Researchers also discovered that momentum – much like gross profitability – worked extremely well with the value factor. Again, like gross profitability, momentum tended to do well when value was doing poorly and vice versa.
The mutual fund company Dimensional Fund Advisors (DFA) looked at what impact incorporating a momentum screen into their value funds would have on returns. Examining the data for 2006 to 2009, they determined that adding momentum screens would have increased the overall returns by the following amounts over the three-year period:
Fund Added Total Return
U.S. Small Cap Value 10.9%
U.S. Large Cap Value 8.5%
International Small Cap Value 16.3%
International Value 3.9%
What happens when you combine all value, momentum and profitability?

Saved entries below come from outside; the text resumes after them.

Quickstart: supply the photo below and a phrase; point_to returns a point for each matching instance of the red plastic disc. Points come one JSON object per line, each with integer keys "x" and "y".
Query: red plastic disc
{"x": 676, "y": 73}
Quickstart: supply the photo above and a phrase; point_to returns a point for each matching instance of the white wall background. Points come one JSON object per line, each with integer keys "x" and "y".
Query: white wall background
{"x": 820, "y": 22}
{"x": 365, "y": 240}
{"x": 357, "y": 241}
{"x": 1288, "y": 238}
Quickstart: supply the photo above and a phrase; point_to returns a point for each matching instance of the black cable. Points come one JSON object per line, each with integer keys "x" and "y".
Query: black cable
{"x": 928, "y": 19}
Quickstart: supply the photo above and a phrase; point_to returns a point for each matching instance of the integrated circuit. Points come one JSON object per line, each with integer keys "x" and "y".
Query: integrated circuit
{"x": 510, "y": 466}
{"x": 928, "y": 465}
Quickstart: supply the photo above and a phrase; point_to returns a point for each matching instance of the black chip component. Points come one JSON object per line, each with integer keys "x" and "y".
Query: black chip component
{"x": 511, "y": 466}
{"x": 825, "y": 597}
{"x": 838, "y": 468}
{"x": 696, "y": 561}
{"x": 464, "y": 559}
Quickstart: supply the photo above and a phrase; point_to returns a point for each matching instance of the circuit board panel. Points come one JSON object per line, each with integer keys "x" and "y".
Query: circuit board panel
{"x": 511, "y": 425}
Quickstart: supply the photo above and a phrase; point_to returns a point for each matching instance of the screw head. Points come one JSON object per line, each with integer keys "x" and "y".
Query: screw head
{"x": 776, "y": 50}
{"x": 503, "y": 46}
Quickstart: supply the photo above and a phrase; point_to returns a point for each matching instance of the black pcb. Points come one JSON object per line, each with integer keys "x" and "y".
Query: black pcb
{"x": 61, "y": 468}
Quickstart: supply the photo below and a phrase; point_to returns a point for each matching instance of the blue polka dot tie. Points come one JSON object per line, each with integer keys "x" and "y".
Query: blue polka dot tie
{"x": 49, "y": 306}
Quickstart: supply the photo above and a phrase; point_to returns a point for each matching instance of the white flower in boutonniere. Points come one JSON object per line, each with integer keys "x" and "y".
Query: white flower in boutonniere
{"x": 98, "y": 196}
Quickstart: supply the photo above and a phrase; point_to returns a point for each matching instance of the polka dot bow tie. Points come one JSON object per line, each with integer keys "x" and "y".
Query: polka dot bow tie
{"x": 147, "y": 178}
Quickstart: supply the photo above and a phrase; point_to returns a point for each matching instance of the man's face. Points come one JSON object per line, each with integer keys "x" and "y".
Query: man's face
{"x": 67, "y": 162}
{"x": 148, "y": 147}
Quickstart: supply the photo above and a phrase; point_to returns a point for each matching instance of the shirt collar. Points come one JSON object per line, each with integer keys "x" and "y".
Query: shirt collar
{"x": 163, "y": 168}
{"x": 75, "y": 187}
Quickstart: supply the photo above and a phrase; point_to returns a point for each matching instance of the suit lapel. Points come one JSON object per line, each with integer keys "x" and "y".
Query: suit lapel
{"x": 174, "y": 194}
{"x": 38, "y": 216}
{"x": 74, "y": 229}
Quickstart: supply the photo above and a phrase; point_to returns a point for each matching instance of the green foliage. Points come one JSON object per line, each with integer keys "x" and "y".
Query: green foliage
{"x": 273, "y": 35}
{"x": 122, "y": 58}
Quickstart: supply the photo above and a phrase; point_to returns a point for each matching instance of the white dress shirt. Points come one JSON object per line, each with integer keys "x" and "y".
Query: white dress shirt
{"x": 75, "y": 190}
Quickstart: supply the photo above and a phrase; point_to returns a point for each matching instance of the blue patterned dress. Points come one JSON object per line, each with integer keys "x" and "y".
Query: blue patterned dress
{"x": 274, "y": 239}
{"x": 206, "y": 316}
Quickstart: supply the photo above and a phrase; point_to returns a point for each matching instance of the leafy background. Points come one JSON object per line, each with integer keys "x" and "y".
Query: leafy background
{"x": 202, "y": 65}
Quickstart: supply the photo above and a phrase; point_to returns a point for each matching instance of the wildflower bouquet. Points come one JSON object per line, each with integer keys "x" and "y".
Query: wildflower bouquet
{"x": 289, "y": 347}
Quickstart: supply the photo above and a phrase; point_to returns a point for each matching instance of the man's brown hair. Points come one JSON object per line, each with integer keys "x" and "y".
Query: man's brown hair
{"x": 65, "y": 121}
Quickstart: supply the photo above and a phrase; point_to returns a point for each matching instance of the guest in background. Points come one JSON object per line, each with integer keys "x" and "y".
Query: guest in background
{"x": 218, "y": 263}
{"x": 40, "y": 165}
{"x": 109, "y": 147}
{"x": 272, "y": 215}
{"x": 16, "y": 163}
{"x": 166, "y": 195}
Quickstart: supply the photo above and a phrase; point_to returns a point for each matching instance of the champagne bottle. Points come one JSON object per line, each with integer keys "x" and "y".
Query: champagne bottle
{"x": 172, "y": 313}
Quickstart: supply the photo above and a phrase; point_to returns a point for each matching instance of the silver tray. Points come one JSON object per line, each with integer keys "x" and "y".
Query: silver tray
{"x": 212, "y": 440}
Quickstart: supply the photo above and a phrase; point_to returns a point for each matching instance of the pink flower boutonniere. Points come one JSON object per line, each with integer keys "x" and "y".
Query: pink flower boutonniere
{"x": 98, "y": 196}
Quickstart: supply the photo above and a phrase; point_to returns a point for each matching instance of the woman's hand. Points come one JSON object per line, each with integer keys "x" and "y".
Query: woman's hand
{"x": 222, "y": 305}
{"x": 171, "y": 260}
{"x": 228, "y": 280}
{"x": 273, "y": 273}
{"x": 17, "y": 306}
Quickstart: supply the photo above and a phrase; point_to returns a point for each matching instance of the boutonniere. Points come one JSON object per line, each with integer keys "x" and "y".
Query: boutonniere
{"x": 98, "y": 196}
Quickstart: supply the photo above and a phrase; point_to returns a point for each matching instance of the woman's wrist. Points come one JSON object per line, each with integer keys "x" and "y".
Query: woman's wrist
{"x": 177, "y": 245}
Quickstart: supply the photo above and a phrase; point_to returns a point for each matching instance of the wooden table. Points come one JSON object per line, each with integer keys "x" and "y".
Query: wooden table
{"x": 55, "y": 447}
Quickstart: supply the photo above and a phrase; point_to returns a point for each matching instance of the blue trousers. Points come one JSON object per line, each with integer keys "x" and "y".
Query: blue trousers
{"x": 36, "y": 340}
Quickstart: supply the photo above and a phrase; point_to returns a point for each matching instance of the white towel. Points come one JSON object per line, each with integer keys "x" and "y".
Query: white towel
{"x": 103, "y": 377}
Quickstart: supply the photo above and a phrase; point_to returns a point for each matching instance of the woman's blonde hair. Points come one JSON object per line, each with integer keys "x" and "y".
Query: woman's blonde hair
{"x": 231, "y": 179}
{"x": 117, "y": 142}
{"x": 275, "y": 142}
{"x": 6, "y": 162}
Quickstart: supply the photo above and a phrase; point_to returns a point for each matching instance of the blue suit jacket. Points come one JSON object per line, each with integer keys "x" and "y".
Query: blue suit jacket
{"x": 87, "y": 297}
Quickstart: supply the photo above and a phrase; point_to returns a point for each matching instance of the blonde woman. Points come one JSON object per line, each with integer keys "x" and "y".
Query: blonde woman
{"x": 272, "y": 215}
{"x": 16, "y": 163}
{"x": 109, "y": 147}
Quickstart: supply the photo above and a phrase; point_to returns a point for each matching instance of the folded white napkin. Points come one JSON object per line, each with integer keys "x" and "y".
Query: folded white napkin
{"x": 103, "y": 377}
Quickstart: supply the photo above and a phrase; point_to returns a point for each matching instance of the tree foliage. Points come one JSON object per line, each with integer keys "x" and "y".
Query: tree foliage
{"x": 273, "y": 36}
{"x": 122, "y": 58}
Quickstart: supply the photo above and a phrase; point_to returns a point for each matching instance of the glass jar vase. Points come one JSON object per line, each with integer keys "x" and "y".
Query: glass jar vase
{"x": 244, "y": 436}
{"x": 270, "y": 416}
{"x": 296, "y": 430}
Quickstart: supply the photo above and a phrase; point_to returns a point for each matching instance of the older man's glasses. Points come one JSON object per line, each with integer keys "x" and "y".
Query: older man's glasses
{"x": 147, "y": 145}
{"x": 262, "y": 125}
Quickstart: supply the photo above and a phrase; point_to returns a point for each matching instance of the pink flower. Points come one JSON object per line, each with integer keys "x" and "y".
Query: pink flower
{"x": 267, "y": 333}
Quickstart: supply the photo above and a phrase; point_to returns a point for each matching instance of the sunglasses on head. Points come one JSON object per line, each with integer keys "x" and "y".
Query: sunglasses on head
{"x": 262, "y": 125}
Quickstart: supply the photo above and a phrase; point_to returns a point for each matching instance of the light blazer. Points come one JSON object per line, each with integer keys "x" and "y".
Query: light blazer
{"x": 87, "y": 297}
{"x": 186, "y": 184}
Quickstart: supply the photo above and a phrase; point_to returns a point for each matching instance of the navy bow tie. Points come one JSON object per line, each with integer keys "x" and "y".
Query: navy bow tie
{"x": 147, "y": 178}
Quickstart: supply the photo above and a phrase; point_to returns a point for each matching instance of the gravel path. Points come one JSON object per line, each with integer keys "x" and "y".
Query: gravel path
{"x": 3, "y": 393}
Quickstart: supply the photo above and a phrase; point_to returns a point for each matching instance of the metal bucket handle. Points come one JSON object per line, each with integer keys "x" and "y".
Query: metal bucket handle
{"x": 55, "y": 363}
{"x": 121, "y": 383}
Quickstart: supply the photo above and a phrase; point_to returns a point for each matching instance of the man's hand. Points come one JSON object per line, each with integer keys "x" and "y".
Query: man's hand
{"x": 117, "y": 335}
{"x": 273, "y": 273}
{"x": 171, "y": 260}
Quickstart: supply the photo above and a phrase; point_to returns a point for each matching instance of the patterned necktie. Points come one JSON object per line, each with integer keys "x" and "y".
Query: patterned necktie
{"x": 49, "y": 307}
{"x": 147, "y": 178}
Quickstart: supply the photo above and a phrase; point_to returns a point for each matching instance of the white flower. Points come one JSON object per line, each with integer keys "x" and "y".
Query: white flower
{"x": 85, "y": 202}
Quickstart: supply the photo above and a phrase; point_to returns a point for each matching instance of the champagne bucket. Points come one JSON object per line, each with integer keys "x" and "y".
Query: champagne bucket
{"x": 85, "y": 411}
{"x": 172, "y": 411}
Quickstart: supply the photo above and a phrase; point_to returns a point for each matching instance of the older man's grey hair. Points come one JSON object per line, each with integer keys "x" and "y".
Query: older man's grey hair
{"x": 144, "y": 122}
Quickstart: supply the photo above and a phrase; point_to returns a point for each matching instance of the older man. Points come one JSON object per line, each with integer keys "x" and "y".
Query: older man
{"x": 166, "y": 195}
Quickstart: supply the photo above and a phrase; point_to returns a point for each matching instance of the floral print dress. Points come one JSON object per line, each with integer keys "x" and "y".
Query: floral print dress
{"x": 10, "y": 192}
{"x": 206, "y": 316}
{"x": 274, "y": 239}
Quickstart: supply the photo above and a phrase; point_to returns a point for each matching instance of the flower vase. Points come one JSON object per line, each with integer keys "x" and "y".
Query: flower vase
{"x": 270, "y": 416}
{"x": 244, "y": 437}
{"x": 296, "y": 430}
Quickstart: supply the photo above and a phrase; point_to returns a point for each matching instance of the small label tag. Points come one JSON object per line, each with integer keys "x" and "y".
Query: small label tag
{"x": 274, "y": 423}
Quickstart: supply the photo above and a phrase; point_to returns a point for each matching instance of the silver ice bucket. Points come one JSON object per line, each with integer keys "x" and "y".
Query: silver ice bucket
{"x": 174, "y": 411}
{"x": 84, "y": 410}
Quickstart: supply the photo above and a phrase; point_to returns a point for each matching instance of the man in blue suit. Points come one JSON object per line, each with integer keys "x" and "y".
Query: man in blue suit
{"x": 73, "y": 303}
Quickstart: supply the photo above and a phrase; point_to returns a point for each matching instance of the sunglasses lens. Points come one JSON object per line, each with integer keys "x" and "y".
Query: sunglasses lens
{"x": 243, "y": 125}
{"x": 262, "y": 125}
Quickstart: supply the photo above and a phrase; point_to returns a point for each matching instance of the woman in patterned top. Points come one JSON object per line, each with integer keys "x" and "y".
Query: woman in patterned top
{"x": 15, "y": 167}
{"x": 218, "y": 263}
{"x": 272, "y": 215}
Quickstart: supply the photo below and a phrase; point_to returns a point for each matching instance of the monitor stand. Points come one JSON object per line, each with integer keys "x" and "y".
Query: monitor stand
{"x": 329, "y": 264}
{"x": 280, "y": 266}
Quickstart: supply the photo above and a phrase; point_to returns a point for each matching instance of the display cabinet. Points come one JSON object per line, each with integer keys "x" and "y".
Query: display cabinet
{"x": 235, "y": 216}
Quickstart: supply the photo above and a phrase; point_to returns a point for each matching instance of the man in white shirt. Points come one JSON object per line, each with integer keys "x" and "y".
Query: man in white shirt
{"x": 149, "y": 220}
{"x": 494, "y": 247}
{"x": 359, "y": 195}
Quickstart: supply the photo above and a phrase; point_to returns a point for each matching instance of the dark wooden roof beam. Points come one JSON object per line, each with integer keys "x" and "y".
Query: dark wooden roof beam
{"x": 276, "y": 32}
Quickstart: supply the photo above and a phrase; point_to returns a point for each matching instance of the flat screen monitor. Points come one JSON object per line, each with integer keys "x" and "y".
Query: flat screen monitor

Over the July 1963-December 2011 period, Novy-Marx found that a dollar invested in large U.S. stocks, i.e. stocks that didn’t have the momentum, value or profitability factors, would have grown to more than $80; a dollar invested in large-cap winners (momentum stocks) would have grown to $597; a dollar invested in cheap large-cap winners (value and momentum) would have grown to $411; a dollar invested in profitable, cheap large-cap stocks (profitability and value) would have grown to $572 dollars; and a dollar invested in profitable, cheap, large-cap winners (profitability, value and momentum) would have grown to $955.
Given that trading costs are relatively low in large cap stocks, even if turnover for a combined strategy was fairly high, the strategy would still result in much higher returns.
Another benefit to combining all three factors is more consistent performance. A recent paper by AQR Capital Management, “A New Core Equity Paradigm: Using Value, Momentum, and Quality to Outperform Markets,” which covered the period since 1980 in the U.S. and since 1990 in international markets, found that a portfolio of value stocks experienced significant five-year periods of under performance compared to large, non-value U.S. stocks (which is what most people use gauge the performance of their stock portfolio), while the combined portfolio of value, momentum and gross profitability effectively eliminated any such episodes, outperforming the market in every five-year period historically.
Adding profitability and momentum historically has created portfolios that increase returns, lower risk and have more consistent performance. That’s what I can a breakthrough.